RHUBARB & ROSEWATER PANNA COTTA
SERVES 6 / PREPARATION 20 MINUTES / COOKING 10 MINUTES
300g rhubarb, thinly sliced ½ cup lemon or lime juice, plus 2 teaspoons extra 150g golden caster sugar, plus 2 teaspoons extra 1½ cups cream 3 leaves gold grade gelatine (I used Equagold) 1 cup thick Greek yoghurt ½ teaspoon rosewater edible rose petals to serve (optional)
Put the rhubarb in a bowl with the lemon juice and 50g of the sugar. Let sit for an hour for the juices to draw out – this also results in lovely bright pink slices of rhubarb.
Put the cream and the remaining 100g sugar in a heavy-bottomed saucepan and heat gently until the sugar dissolves, then remove from the heat.

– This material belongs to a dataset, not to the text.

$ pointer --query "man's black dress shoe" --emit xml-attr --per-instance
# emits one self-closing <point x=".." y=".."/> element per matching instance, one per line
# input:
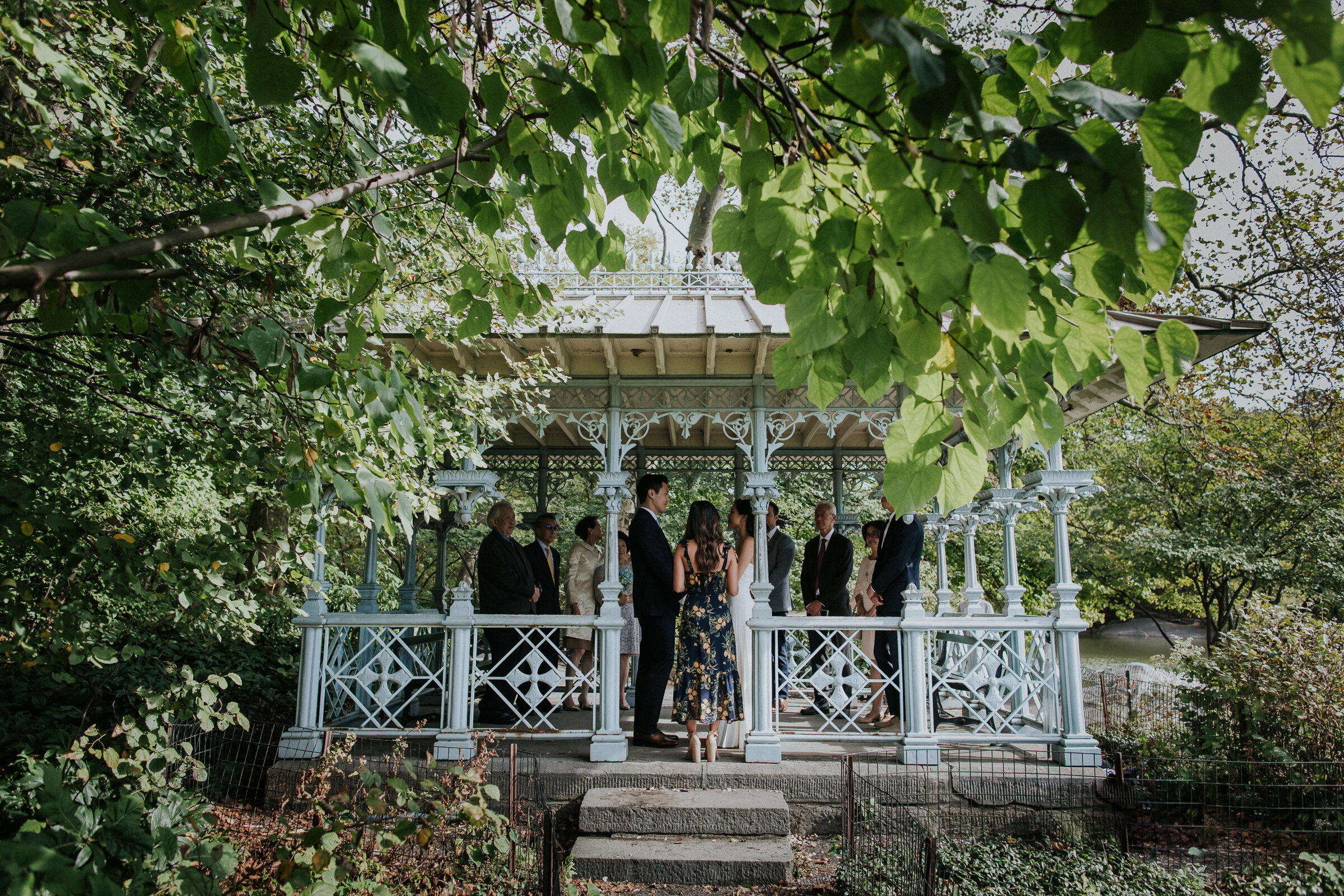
<point x="656" y="739"/>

Put the gelatine leaves into cold water to soften. Remove from the water, squeeze out the excess water then put into a jug and dissolve with 2 tablespoons of boiling water.
Whisk the gelatine into the cream before adding the yoghurt. Pour off ½ cup of the rhubarb syrup, add to the cream mix and whisk for another minute. Pour into a large mould or into as many little moulds as you like (makes up to about 10 small panna cottas).
Spoon out ⅓ of a cup of the sliced rhubarb, add the extra 2 teaspoons lemon or lime juice and sugar to it, along with the rosewater, and mix well. Serve this over the panna cotta with rose petals, if desired.